Why financial advisers should embrace the DIY investor
What do you get when you combine financial planners with DIY investors? I know, it sounds like the opening line of a joke, but I’ve been thinking about this a lot lately.
Is it possible for financial planners to work with DIY investors?
When it comes to working with DIY investors, it’s easy to just say no and be done with, but I believe a working relationship is achievable.
Of course, it may be that you actively choose not to work with anyone who looks or sounds like a DIYer. That’s completely understandable. We all know that the fun work in financial planning is doing the complete job for people, where the investment piece (although important) isn’t the main driver. However, I can think of a few reasons why you might decide to embrace the DIY investors that come your way from time to time:
- You need the income and your cash flow is not yet mature enough to say no. No shame in that.
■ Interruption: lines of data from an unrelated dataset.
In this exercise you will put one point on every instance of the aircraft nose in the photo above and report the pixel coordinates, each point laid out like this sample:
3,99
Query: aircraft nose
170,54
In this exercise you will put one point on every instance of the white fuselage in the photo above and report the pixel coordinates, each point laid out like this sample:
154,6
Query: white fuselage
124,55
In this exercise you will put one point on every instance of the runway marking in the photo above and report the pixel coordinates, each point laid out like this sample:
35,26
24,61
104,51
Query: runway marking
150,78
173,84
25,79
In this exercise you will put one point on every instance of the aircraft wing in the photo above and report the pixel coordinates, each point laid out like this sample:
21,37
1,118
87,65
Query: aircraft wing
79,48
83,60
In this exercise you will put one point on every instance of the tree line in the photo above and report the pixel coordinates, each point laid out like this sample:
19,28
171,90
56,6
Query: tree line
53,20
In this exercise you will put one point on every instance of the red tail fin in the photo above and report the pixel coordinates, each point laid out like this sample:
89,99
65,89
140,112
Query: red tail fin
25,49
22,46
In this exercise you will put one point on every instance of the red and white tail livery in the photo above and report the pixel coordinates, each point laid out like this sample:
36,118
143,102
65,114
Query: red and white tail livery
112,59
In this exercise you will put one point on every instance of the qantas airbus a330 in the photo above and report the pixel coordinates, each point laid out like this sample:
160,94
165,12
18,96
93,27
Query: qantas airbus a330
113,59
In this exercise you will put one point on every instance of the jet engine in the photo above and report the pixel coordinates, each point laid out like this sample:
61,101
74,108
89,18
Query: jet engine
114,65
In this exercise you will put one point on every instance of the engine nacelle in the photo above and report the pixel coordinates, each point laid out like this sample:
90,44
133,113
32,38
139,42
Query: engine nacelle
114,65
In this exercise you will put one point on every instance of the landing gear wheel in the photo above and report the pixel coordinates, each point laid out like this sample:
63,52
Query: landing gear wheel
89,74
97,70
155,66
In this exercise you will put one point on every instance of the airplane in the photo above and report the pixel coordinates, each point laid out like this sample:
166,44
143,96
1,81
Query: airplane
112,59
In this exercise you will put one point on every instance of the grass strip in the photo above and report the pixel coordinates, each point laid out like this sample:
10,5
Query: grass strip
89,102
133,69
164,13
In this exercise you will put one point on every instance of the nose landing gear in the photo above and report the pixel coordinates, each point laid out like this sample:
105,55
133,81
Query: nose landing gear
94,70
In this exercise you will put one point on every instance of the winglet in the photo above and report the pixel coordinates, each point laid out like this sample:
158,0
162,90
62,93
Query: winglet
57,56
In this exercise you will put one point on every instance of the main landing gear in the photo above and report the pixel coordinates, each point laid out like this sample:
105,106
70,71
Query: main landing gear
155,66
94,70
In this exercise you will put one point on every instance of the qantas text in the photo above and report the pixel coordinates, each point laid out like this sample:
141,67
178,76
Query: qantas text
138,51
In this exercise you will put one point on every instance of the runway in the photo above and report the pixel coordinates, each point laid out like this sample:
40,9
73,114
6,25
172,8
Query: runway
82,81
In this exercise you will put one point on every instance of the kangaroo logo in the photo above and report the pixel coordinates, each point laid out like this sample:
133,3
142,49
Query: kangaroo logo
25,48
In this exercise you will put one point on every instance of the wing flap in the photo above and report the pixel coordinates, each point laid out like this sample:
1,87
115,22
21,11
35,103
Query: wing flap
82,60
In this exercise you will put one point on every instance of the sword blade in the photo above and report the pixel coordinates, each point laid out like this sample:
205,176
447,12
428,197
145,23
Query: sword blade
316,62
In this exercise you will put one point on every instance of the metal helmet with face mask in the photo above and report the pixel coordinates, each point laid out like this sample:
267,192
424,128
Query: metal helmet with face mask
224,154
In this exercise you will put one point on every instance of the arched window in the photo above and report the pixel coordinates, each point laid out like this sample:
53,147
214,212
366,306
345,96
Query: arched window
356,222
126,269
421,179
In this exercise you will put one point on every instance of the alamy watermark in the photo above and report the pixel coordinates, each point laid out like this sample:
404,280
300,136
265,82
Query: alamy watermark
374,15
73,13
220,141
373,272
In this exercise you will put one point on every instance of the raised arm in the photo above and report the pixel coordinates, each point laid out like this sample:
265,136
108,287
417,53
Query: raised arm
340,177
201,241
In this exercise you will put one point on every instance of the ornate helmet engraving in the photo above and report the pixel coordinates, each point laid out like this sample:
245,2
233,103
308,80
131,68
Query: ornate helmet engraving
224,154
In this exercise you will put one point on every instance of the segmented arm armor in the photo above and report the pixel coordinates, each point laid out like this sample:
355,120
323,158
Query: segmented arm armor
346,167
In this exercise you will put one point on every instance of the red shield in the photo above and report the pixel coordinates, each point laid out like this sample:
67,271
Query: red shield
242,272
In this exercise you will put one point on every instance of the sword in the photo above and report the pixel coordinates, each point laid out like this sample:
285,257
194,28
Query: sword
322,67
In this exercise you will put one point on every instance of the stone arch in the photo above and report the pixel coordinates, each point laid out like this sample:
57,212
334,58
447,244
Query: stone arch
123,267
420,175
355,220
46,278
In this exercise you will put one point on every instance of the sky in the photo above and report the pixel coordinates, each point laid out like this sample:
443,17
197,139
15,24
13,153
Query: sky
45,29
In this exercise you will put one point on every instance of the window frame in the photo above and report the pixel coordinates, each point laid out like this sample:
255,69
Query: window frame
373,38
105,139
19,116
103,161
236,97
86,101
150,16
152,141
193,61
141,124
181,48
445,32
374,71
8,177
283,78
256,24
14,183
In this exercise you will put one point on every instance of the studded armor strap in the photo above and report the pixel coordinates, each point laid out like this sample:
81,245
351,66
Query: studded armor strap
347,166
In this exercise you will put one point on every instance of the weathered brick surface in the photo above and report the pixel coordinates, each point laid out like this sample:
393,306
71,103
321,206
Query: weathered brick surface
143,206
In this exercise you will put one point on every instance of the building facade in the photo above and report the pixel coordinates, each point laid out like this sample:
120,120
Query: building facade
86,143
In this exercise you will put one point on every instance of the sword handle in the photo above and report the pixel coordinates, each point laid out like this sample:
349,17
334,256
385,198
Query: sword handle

- There will always be some really hardcore DIY investors who won’t be right for you, but many so-called DIYers are swayable if they can get past a few sticky issues.
- Some of the DIY investors that you do secure will happily morph into more complete financial planning clients over time, once they gain comfort and trust in your investment process.
Research conducted by Pershing suggested that 49% of higher net worth investors considered themselves self-directed. Let’s assume that 10% or 20% are committed to doing it themselves. That’s still 3 or 4 out of 5 DIY prospects that have the potential to work with you, if you have the right proposition.
As a first step to understanding them, I think it’s important to realise that, while they present to you as wanting to do it themselves, this is more likely just a reflection of some healthy cynicism regarding advisers and their ability to add value on the investment piece. If we are brutally honest, who can blame them?
Most financial advisers I know don’t get another financial adviser to manage their affairs for them. Why do you think that is? Clearly they can’t see the value when compared with the costs either, so let’s cut the DIYers some slack.
What are DIY investors looking for in a proposition?
One issue highlighted in the Pershing research was (unsurprisingly) fees. In a financial planning relationship asset-based fees can work just fine, because the value added is so high. However in an investment-only relationship the value added is less and costs matter a whole lot more. So the first thing to look at is how you’re going to price an investment-only service aimed at DIYers. Many prospective clients in this space are looking for fixed fees rather than asset-based fees. You can certainly price this up and still make a profit using a fixed-fee approach.
Other things DIY clients say they are looking for, according to Pershing, include 'good quality flows of news and information and systems that allow them to access market information and good quality reporting.'
The type of information you sift and collate through in your own work as an adviser, and through your investment committee, is the type of information these clients want. You could certainly package or repackage some of that as outward communication for this investment-focused client segment.
As I said at the outset, you may just decide this segment is not for you. However, if you make a decision to try and engage with the DIY investor, then there are some pitfalls to watch out for:
- The most obvious and problematic, is that while many clients claim to only be interested in investment (or pensions, or whatever); when you get under their skin with some good questioning, this is not the case. This leads me to believe that a certain percentage of so-called self-directed investors are not really that at all. However, your existing first meeting process should be able to sort these people out and pitch them your normal financial planning offering at the end of the first meeting, if that seems appropriate.
- Of the rest who truly are seeking investment-only advice, there is the problem of service creep. Service creep occurs when the client has been secured on your investment-only service (at a much lower ongoing fee), but then realises they need advice in other areas like tax, family, care or pension issues. Saying no to these extra services, or charging for them appropriately can become very difficult and most firms are not geared up to do it at all, so don’t deceive yourself. If you are going to work in this space, get your boundaries very clear in your own mind and in your written service proposition right up-front. Then you can charge for the extras, or at some point have a discussion about moving across to your full financial planning service.
- You need a way to identify when a prospective client is a genuine DIY investor and have an education/sales process that deals with their issues and concerns. The investment questions you ask will be critical in helping these investors (and you, their adviser) gain clarity around what they do and don’t know.